A senior Ministry of Defence official yesterday claimed that housing rights group Sahmakum Teang Tnaut (STT) had received close to half a million dollars a year from the United States to foment “colour revolution” among the land dispute groups it worked with – a claim quickly rejected by the NGO.
Defence Ministry Secretary of State Neang Phat was speaking at an event with soldiers in Phnom Penh when he said that former STT head E Sarom, who was temporarily detained last year at a civil society protest, confessed to getting the large sum to foment movements that would serve a purported US strategy.
“At some places, the NGOs formed protesting groups. So, if we look at them, we see that they were under the umbrella of some NGOs with the plan to do a colour revolution,” he said.
“He [Sarom] confessed that they had received funds from $400,000 to $500,000 every year to form all these movements to serve the strategy of the Americans.”
Last May, Sarom, Licadho Deputy Director Thav Kimsan and Borei Keila land activist Sar Sorn were arrested near Prey Sar prison as they led the first so-called Black Monday protest seeking the release of the imprisoned “Adhoc 5”.
Phat claimed that those on the receiving end of the purported incitement included outspoken Boeung Kak activist Tep Vanny, the Borei Keila community and land disputants from Thma Kol, also known as the “SOS” community.
He also complained about the existence of nearly 3,000 grassroots communities, all of who, he said, were anti-government.
“These communities are against the government, none of them is supporting the government,” he said.
He added that he had no further details to support his allegations and was basing it on a police report handed to him by Deputy National Police Chief Chhay Sinarith, who could not be reached yesterday.
Interior Ministry Secretary of State Pol Lim said he was not aware of Phat’s claims, and nor was Prak Sam Oeun, director for the ministry’s Administration Department.
The Defence Ministry official’s remarks come as the government mounts a concerted clampdown on the opposition, NGOs and independent media outlets, with a particular emphasis on the US allegedly backing such groups to foment a “colour revolution” – a reference to non-violent protest movements in the Middle East and Eastern Europe.
E Sarom, who at the time was the NGO’s executive director, could not be reached yesterday, but Soeung Saran, who now heads STT, rejected the claims that it had been funded by the US government.
“STT has never received USAID or US State Department funding and does not serve any strategy of the USA or other foreign governments,” he said.
He said the group only focused on providing pro-poor technical assistance for urban housing and infrastructure issues, as well as helping housing rights abuse victims understand the laws relevant to them.
“STT tries to work with the Government of Cambodia and its institutions to develop urban poor areas for the betterment of all Cambodians,” he added.
In a short statement, the US Embassy in Phnom Penh said, “We support the peaceful resolution of land disputes, but are not familiar with the NGO Sahmakum Teang Tnaut”.
Thma Kol land activist Chray Nim questioned the repeated attempts to attack NGOs that aided her community with technical resources – a responsibility, she said, the government had absolved itself of.
“Actually it is the government’s role and the [involved] company’s responsibility to find a solution, but then they turn to scapegoat NGOs that helped us, such as Teang Tnaut,” she said.
The anti-US conspiracy theories yesterday claimed another casualty – the European Union – when an anonymous letter to the editor, published on government mouthpiece Fresh News, claimed the superpower and economic bloc had stepped over a “red line”.
“Both ambassadors are trying to express their influence . . . and seek to pressure the Cambodian government to release the treasonous mastermind, [opposition leader] Kem Sokha, immediately and unconditionally,” the letter reads, referring to US Ambassador William Heidt and EU delegation head George Edgar.
The outlet’s articles and anonymous letters have proved eerily prescient in recent months, foreshadowing, among other things, the government’s expulsion of the NGO National Democratic Institute and its accusations that the opposition Cambodia National Rescue Party – particularly Sokha, who is currently in prison on “treason” charges – had colluded with the US to topple the government.
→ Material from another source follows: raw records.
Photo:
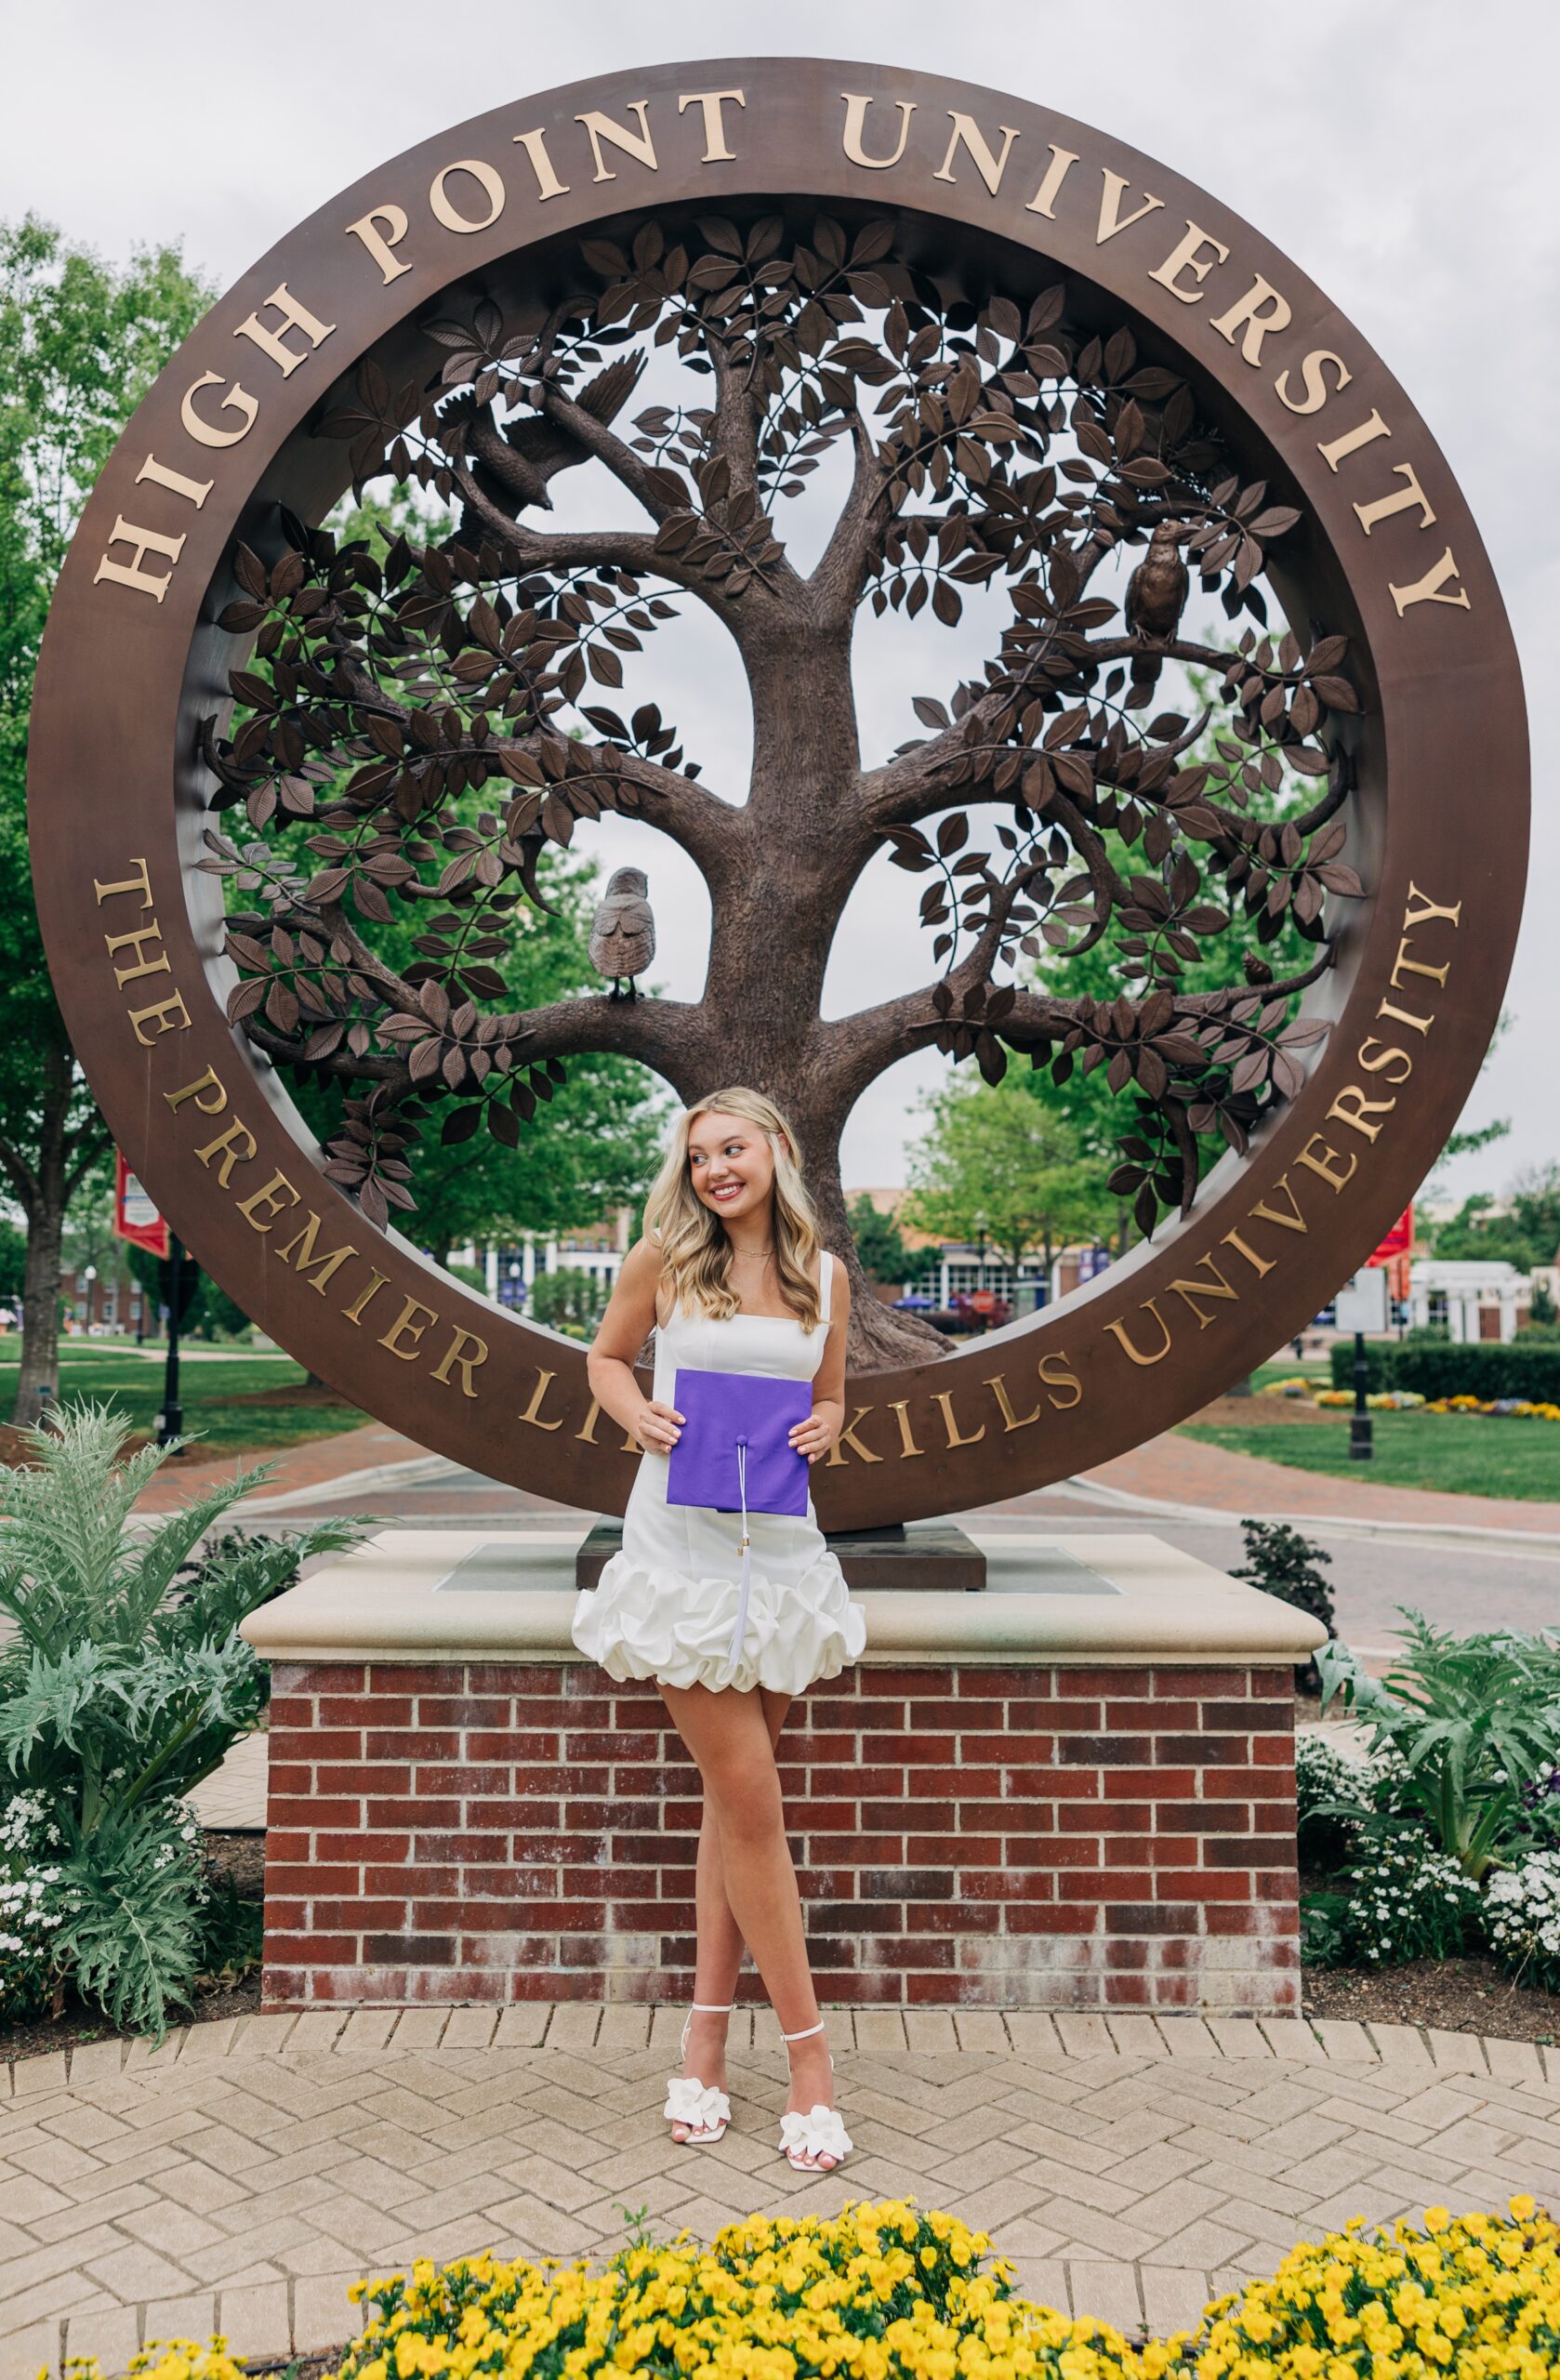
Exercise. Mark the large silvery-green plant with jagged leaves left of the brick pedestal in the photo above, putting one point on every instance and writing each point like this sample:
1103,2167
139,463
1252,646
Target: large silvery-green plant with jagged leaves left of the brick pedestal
123,1689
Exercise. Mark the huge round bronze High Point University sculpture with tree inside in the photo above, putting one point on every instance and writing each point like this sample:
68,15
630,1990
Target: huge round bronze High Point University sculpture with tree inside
504,261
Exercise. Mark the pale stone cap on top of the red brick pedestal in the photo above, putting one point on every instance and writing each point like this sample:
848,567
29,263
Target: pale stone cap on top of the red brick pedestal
1054,1598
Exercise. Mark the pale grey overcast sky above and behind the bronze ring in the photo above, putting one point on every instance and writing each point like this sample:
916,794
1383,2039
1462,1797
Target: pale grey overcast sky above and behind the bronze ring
1394,151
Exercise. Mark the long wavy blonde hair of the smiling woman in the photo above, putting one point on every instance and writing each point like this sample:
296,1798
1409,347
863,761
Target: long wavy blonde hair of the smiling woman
694,1246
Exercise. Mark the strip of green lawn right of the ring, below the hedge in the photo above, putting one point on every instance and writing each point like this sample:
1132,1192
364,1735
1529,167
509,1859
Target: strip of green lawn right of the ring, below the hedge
1456,1453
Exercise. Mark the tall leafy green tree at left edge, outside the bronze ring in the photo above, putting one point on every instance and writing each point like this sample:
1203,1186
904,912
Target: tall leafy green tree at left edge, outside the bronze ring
80,346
The CNRP is currently facing possible dissolution by the Supreme Court following a complaint from the Ministry of Interior.
In response, Ambassador Edgar said member states had expressed their serious concern over the arrest of Sokha and the potential dissolution and redistribution of the CNRP’s seats in parliament and at the local level, but insisted that the EU remained nonpartisan.
“It is up to the Cambodian people to choose whom they wish to represent them at commune and national level,” he said.